Old woman: You are such a darling child. Please come and see me again next year.
A year later, as child walks up to the door of the old lady's house...
Old woman: Oh my! Goodness sakes, child! Have you grown, or have I shrank???
Child: Both.
Looking for true love. Must be into fun, likes to go out driving, playing the latest catching game and most importantly, must love kids. (PEADOPHILES MUST APPLY WITH HOW MANY KIDS YOU CAN CARRY!)
One time there was a depressed man standing in the middle of a train track. A girl said, "Excuse me, can you move, please? I'm trying-" Then the man stopped her sentence and said, "How is your t-shirt so clean?" Then she said back, "Easy, hung it up."
Police Report: Looking for a female, light brown hair, blue eyes, freckles, and a small scar on her right check.
Last seen on CCTV wearing see-through bottoms, a pink top, and a vibrating dildo hanging out of her arse. If you find this woman, please get her to charge the dildo for excessive fun.
Butt plug, oh butt plug, get out of me.
Butt plug, oh butt plug, get in my mouth, oh how I wanna taste you.
Oh, butt plug, oh butt plug, something is nutty.
Can [I] ask your sister how you are going for Christmas? And [to clarify,] I have internet.
How many dead babies does it take to paint a wall?
Depends on how hard you throw 'em.
A chemical store burned down, and the firefighter just stood there, but at the end, the store fire just went out by itself. But the store owner still got angry.
Store owner: Why didn't you take out the fire?
Firefighter: Yeah, but it went out by itself.
Store owner: But still, why?
Firefighter: Your chemical store sells H20.
Store owner: Oh, I get it now!
Husband: Hey honey, words can’t describe how beautiful you are.
Wife: Aww, thanks.
Husband: But numbers can. 0 out of 10.
Husband: I look fat, can someone compliment me?
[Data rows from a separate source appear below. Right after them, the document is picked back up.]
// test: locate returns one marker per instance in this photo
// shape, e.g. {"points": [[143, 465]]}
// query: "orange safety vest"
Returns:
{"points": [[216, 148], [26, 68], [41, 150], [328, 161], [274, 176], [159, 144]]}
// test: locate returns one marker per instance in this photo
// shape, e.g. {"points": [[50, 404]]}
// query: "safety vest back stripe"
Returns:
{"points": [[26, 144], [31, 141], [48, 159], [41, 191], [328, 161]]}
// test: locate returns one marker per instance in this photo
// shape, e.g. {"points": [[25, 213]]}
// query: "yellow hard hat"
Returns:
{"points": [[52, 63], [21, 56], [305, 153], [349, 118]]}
Wife: You have good eyesight.
Man walks into a bar and sees a bear serving drinks... Sits down looking astonished. The bear says, "what's the matter you never saw a bear serving drinks?" The man says, "it's not that, I just never thought the moose would sell the place."
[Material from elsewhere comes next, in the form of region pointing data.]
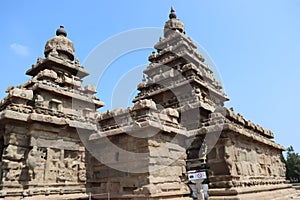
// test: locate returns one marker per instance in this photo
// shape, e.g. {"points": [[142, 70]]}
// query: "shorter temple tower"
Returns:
{"points": [[40, 150]]}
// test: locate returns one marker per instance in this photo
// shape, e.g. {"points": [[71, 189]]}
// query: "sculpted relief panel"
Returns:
{"points": [[256, 160], [53, 161]]}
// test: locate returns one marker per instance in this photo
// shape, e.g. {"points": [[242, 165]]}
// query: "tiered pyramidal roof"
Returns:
{"points": [[178, 76]]}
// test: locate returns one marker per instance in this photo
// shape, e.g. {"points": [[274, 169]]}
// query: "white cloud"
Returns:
{"points": [[20, 49]]}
Boss: Why are you so bad at driving trains? How many have you derailed this year?
Me: Sorry, boss, it’s hard to keep track.
Orphans are human too! They have parents like all of us, so I don't know why they're saying it's fun to make fun of an orphan. Have you ever been too cold and wondered if your parents are going to have another child and not you? That's not funny! It is %9000,000 NO!!!!!!!!!!
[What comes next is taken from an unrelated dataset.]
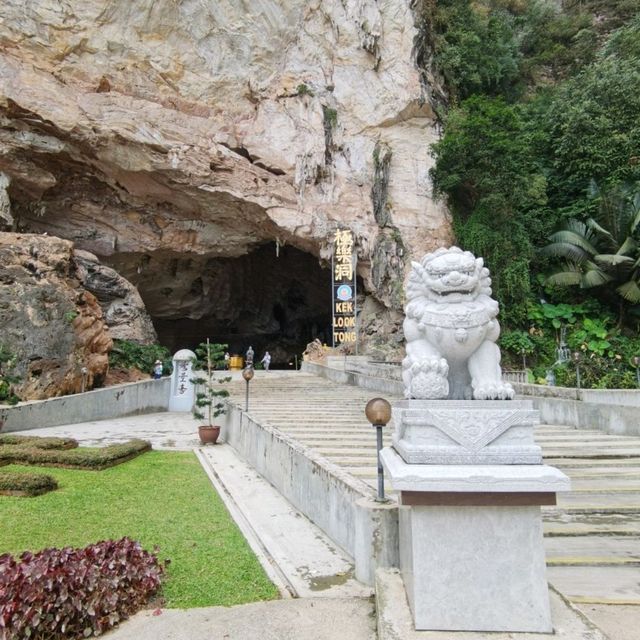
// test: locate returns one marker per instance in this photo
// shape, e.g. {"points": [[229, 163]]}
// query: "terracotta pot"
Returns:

What do you call an orphan? Homeless.
What's an orphan's worst favorite movie? Home Alone.
Why can't homeless people find a home? Because they're orphans.
Who is Joe?
You reply back: Who is Candice?
They reply back: Who is Candice?
You say: "Candice nuts fit into Joe Mama's mouth."
My sister: See you at home in about an hour.
Me: Okay.
My sister: Sister, where are you? *She looks out the window.*
Me: Sis, I'm here, can't you see me?
Sister: OMG, she's dead!
Me: Yeah, I know, but can't you see me?
You gonna poop someday.
If I'm ugly, at least I'm not you.
When the school shooter finds you and you think you’re gonna die, but he remembers the time you gave him a pen.